Alanine transaminase (ALT) also called Serum Glutamic Pyruvic Transaminase (SGPT)
ALT is an enzyme present in hepatocytes (liver cells). When a cell is damaged, it leaks this enzyme into the blood, where it is measured. ALT rises dramatically in acute liver damage, such as viral hepatitis.
Alkaline phosphatase (ALP)
ALP is an enzyme in the cells lining the biliary ducts of the liver. If there is an obstruction in the bile duct, e.g. gallstones, ALP levels in plasma will rise. ALP is also present in bone and placental tissue, so it is higher in growing children (as there bones are being remodelled).
Total Bilirubin (TBIL)
Bilirubin is a breakdown product of heme (a part of haemoglobin in red blood cells). The liver is responsible for clearing this, excreting it out through bile into the instestine. Problems with the liver or blockage of the drainage of bile will cause increased levels of bilirubin, as will increased haemolysis of red cells.
Direct bilirubin, or unconjugated bilirubin is also measured, this is the stage before the liver conjugates bilirubin to excrete it. It is dangerous in babies, as it can pass the blood-brain barrier.
Other tests commonly requested alongside LFTs:
Aspartate transaminase (AST) also called Serum Glutamic Oxaloacetic Transaminase (SGOT)
AST is similar to ALT in that it is another enzyme associated with liver parenchymal cells. It is raised in acute liver damage. It is also present in red cells and cardiac muscle.
Gamma glutamyl transpeptidase (GGT)
Although, reasonably specific to the liver, GGT doesn't really say that much about the nature of the liver damage. GGT is raised in alcohol toxicity (acute and chronic).
Coagulation tests (e.g. INR)
The liver is responsible for the production of coagulation factors. The INR measures the speed of a particular pathway of coagulation, comparing it to normal.
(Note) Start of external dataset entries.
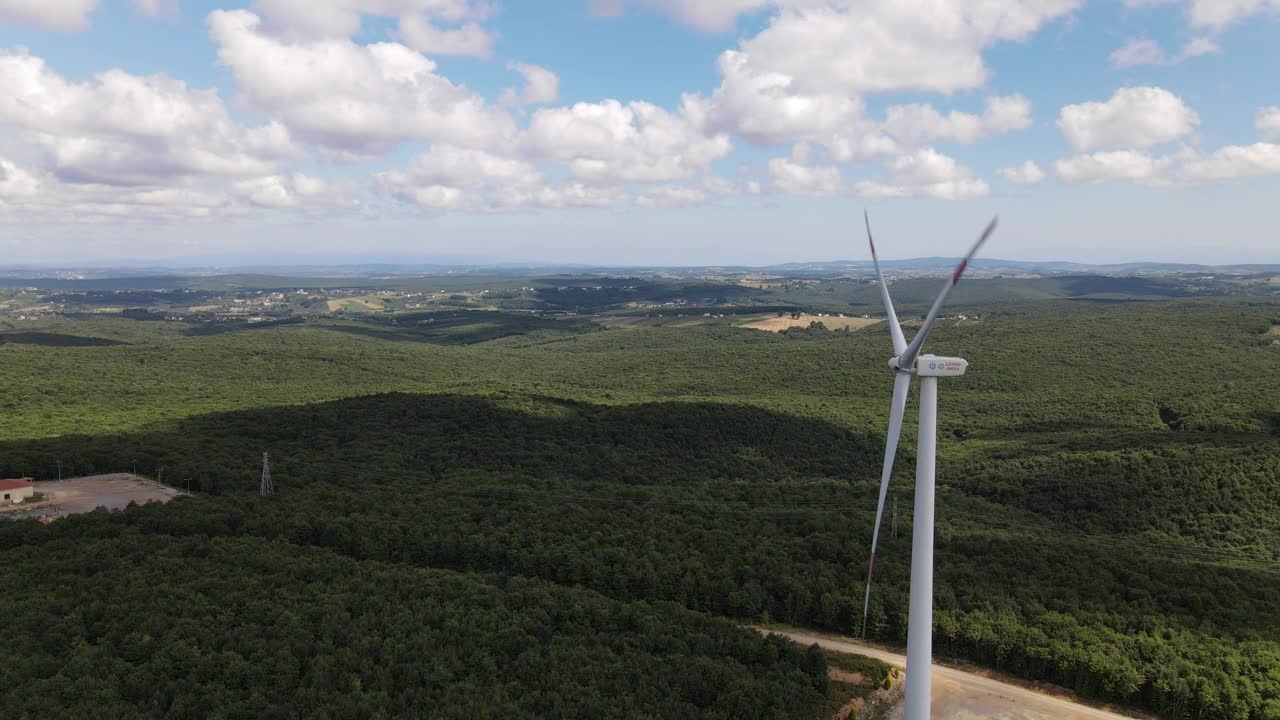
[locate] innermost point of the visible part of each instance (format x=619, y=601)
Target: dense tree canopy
x=1111, y=531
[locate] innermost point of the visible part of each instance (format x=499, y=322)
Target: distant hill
x=336, y=274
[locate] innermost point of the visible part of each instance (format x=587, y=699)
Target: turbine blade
x=906, y=360
x=897, y=406
x=891, y=317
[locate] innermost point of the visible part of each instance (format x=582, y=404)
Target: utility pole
x=265, y=487
x=895, y=516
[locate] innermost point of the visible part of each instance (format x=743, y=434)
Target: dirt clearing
x=831, y=322
x=85, y=495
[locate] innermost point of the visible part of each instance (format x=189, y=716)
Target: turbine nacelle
x=935, y=367
x=932, y=367
x=908, y=361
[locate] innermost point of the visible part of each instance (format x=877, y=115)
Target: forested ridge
x=1107, y=529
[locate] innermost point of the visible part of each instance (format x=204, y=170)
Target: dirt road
x=965, y=696
x=82, y=495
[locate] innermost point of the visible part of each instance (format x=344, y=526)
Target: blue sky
x=638, y=131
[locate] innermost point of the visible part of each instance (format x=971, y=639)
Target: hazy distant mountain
x=458, y=264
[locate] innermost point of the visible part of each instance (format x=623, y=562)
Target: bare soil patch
x=831, y=322
x=85, y=495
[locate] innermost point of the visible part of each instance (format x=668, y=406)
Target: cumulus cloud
x=53, y=14
x=1120, y=164
x=1138, y=51
x=1134, y=117
x=611, y=142
x=1187, y=167
x=1215, y=14
x=703, y=14
x=767, y=110
x=803, y=78
x=309, y=19
x=1142, y=51
x=129, y=130
x=1221, y=13
x=795, y=176
x=1229, y=163
x=672, y=196
x=152, y=8
x=424, y=36
x=446, y=174
x=891, y=45
x=1027, y=173
x=542, y=86
x=16, y=182
x=1198, y=46
x=296, y=191
x=926, y=172
x=1269, y=121
x=912, y=124
x=356, y=99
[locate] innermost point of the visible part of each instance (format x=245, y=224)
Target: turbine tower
x=908, y=361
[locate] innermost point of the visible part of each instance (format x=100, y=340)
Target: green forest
x=490, y=515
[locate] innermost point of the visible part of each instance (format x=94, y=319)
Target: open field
x=831, y=322
x=356, y=304
x=85, y=495
x=673, y=319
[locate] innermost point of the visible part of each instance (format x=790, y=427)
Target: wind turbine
x=908, y=361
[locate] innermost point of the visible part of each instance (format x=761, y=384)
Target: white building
x=16, y=491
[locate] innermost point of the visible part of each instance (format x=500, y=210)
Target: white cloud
x=795, y=176
x=356, y=99
x=152, y=8
x=891, y=45
x=1142, y=51
x=1198, y=46
x=1221, y=13
x=295, y=191
x=1269, y=121
x=767, y=110
x=328, y=19
x=915, y=123
x=803, y=77
x=421, y=35
x=568, y=195
x=611, y=142
x=703, y=14
x=1027, y=173
x=1138, y=51
x=53, y=14
x=672, y=196
x=926, y=172
x=442, y=176
x=1234, y=162
x=1187, y=167
x=129, y=130
x=16, y=182
x=1120, y=164
x=1214, y=14
x=1134, y=117
x=542, y=86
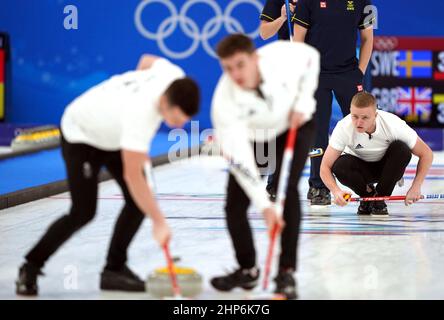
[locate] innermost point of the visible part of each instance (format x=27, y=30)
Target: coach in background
x=332, y=28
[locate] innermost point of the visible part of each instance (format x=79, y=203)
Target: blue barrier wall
x=52, y=65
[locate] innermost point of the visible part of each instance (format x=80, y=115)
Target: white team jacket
x=289, y=73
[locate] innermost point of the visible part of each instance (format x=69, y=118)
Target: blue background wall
x=52, y=65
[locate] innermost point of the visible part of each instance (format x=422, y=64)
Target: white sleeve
x=139, y=128
x=405, y=134
x=232, y=135
x=305, y=101
x=338, y=139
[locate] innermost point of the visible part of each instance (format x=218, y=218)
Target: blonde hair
x=364, y=100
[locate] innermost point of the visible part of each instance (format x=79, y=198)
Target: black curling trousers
x=237, y=204
x=83, y=164
x=356, y=173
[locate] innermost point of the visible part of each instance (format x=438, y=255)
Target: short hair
x=234, y=43
x=364, y=100
x=185, y=94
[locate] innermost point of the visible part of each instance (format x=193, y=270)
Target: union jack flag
x=414, y=103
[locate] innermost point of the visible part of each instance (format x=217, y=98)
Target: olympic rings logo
x=190, y=28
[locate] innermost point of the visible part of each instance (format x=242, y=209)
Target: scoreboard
x=408, y=78
x=3, y=52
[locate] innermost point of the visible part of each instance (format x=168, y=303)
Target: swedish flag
x=415, y=64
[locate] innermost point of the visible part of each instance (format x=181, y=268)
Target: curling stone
x=159, y=284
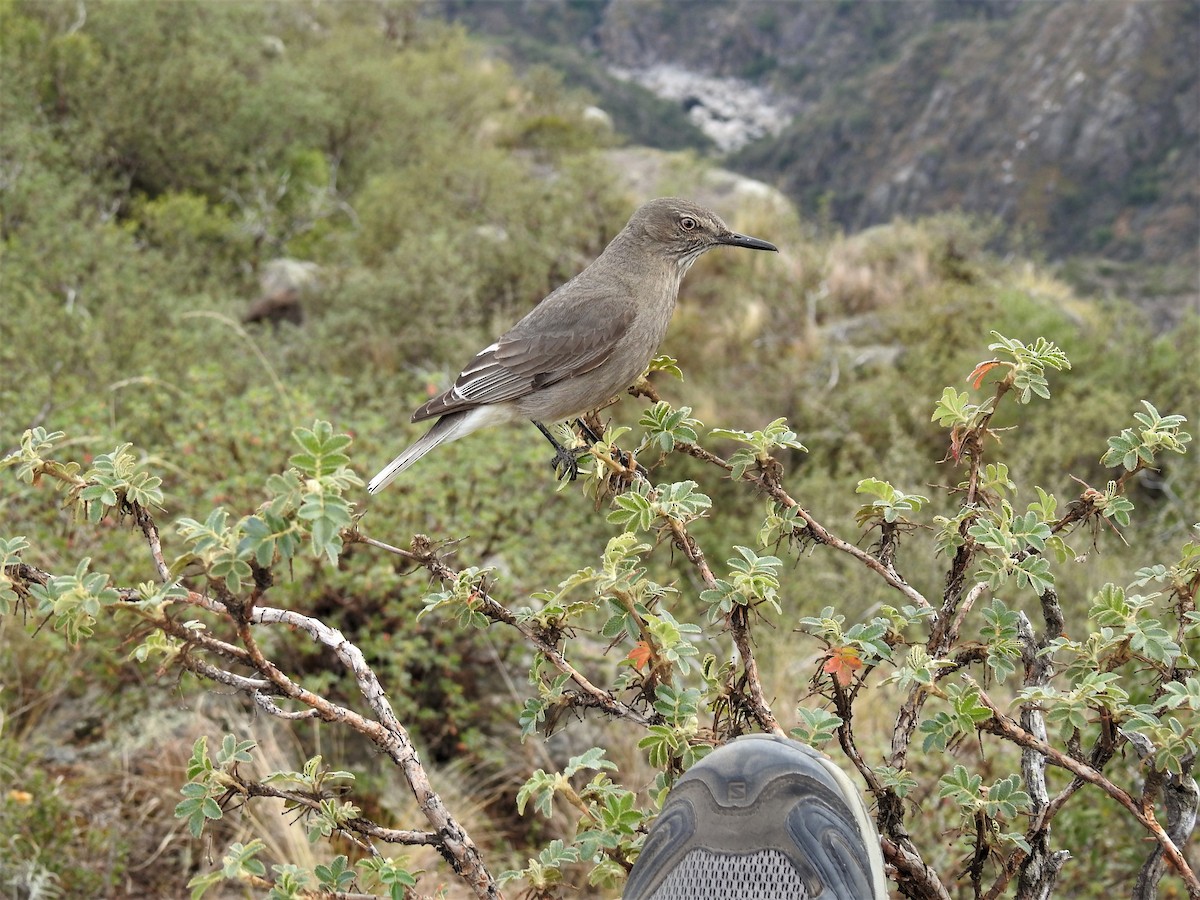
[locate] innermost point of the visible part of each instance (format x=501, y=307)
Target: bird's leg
x=622, y=457
x=565, y=461
x=587, y=431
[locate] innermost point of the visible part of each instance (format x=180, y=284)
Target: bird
x=583, y=343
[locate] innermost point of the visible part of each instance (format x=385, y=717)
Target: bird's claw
x=567, y=462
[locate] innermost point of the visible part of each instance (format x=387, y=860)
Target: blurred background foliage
x=156, y=157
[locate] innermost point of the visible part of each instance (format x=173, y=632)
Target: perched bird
x=586, y=341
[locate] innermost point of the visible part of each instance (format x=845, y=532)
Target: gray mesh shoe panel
x=761, y=804
x=712, y=876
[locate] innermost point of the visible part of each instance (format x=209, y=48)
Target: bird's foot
x=567, y=462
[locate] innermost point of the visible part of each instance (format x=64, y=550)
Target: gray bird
x=585, y=342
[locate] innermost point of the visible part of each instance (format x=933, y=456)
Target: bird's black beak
x=744, y=240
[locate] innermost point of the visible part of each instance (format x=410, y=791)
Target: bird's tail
x=449, y=427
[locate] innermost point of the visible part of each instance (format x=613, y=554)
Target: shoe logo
x=736, y=791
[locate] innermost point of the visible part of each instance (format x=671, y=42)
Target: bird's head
x=683, y=229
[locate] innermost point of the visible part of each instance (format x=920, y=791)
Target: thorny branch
x=1006, y=727
x=384, y=730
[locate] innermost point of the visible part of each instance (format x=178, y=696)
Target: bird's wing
x=537, y=353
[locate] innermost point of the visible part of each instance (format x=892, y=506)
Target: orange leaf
x=979, y=371
x=641, y=654
x=843, y=665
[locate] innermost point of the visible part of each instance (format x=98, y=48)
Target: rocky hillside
x=1077, y=123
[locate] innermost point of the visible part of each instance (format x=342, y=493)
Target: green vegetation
x=168, y=498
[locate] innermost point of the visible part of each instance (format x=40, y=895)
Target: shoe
x=761, y=819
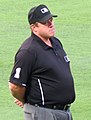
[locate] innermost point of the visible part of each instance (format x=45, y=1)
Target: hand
x=19, y=103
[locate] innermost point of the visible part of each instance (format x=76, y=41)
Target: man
x=41, y=79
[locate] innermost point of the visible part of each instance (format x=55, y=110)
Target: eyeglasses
x=48, y=22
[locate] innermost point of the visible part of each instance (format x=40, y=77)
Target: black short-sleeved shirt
x=44, y=71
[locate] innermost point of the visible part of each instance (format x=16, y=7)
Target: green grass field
x=73, y=27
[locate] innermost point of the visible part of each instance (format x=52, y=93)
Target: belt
x=54, y=106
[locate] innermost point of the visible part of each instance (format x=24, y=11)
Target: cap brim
x=44, y=19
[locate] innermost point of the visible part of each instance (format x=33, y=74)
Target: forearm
x=17, y=91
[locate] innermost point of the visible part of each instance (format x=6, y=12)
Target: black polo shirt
x=44, y=71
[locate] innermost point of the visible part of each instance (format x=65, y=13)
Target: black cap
x=39, y=13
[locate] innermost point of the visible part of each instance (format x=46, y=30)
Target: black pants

If the INR is increased, it means it is taking longer than usual for blood to clot. The INR will only be increased if the liver is so damaged that synthesis of vitamin K-dependent coagulation factors has been impaired: it is not a sensitive measure of liver function.
It is very important to normalize the INR before operating on people with liver problems, (usually by transfusion with blood plasma containing the deficient factors), as they could bleed excessively.